The answers are useful, but just as important is the feeling you are left with. You are going to spend your entire wedding day with this person. Choose someone who puts you at ease.

Book Early, Especially in Season

The most sought after wedding photographers get booked early, often 12 to 18 months in advance for Saturdays in the high season. If you have your date set, the photographer is one of the first vendors to secure, along with the venue.

If you are late, do not despair. Ask photographers you like whether they have availability, or whether they can recommend colleagues with a similar style. The photography community is close knit, and good recommendations often pass between colleagues.

The Photographer and the Guest Photos: Both Belong

A quick word on something many couples wonder about: do you need a professional photographer when all the guests are taking photos anyway?

Yes, and the two complement each other beautifully. The photographer captures the day with a trained eye, in the right light, with composition and quality no phone matches. The guests capture the spontaneous moments from their perspectives around the room. Together, they give you the whole story.

Many couples collect their guests' photos with a QR code alongside the photographer's delivery, so both get their place. One never replaces the other.

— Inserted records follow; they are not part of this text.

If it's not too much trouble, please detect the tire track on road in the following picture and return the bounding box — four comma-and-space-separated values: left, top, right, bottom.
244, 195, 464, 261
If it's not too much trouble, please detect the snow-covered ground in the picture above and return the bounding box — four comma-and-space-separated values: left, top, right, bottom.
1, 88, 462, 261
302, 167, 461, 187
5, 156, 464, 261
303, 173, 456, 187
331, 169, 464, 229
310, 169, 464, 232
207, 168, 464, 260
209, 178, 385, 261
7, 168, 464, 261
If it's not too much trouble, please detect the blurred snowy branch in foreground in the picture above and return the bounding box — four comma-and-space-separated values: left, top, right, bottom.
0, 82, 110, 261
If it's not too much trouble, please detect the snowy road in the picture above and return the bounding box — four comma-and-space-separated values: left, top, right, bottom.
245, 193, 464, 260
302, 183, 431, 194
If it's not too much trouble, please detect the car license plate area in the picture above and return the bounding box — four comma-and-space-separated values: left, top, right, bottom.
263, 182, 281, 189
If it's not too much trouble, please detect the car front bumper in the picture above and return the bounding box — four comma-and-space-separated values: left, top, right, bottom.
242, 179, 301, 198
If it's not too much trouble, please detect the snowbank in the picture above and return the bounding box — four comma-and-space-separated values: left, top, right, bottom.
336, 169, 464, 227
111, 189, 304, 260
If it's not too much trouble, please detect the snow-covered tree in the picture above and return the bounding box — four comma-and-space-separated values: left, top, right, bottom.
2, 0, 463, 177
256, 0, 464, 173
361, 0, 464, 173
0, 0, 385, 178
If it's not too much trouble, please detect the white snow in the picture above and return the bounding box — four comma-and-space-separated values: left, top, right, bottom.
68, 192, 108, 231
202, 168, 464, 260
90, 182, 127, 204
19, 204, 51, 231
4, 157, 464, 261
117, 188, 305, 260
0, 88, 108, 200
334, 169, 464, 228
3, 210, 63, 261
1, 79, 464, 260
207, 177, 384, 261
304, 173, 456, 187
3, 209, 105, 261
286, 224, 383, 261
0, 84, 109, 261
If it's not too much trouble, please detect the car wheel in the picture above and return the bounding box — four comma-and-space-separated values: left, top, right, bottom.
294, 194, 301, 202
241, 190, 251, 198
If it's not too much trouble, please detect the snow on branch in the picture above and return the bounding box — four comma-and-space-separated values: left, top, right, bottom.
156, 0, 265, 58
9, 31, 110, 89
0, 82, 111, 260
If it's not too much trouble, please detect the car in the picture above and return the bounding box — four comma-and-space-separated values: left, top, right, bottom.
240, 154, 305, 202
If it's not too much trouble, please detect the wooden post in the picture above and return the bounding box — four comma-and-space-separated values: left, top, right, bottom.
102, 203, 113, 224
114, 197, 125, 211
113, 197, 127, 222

Fjora and the Vendor Search

Finding the right photographer, and the right venue, caterer, and music, is one of the bigger jobs in wedding planning. In Fjora, you will find a hand picked directory of wedding vendors, so you can search in one place instead of ploughing through the entire internet.

Once the choice is made, you add the agreement to the budget module, so the cost is part of your total overview from day one, and the deadlines for deposit and final payment sit in your checklist. Everything about the photographer then lives in the same place as the rest of your planning, accessible to both of you.

And after the wedding, the Memories module gathers your guests' photos alongside the memories from the day, as a lovely companion to the photographer's delivery.

The One Thing Worth Remembering

The right wedding photographer is the one who fits you on three points at once: a style you love, a package that suits your budget and your day, and a person you feel comfortable having close throughout it all.

Spend time with the portfolios, ask the good questions, and book early. The photos are the one thing from your wedding day that grows more beautiful with every year that passes.

Looking for a wedding photographer or other vendors? In Fjora you will find a curated directory of wedding vendors, with everything from budget to deadlines gathered in one place. Get started for free.

Frequently Asked Questions

How much does a wedding photographer cost?
Prices vary widely depending on experience, the number of hours, the number of images, and what is included in terms of albums and extras. Full day coverage costs more than a few hours around the ceremony. Always ask specifically what is included in the price, and compare quotes on content rather than the number alone.

When should we book our wedding photographer?
As early as possible, ideally 12 to 18 months before the wedding if you are marrying on a Saturday in high season. The most sought after photographers fill up first.

How do we choose the right wedding photographer?
Start with the style: find photographers whose images you genuinely love, and ask to see a complete wedding, not just portfolio highlights. Then check that the package fits your budget, and meet the photographer to feel the chemistry. Style, price, and personal comfort are the three things that need to align.

What questions should we ask a wedding photographer?
Ask about the hours and images included, delivery time, the cost of extra time, backup plans in case of illness, insurance and file backups, and how the photographer works during the ceremony and dinner. Also ask to see a whole wedding from start to finish.

Do we need a professional photographer when guests take photos?
The two complement each other. The photographer delivers quality, composition, and a trained eye throughout the day, while guests capture spontaneous moments from their own perspectives. Many couples collect guest photos with a QR code alongside the photographer's delivery.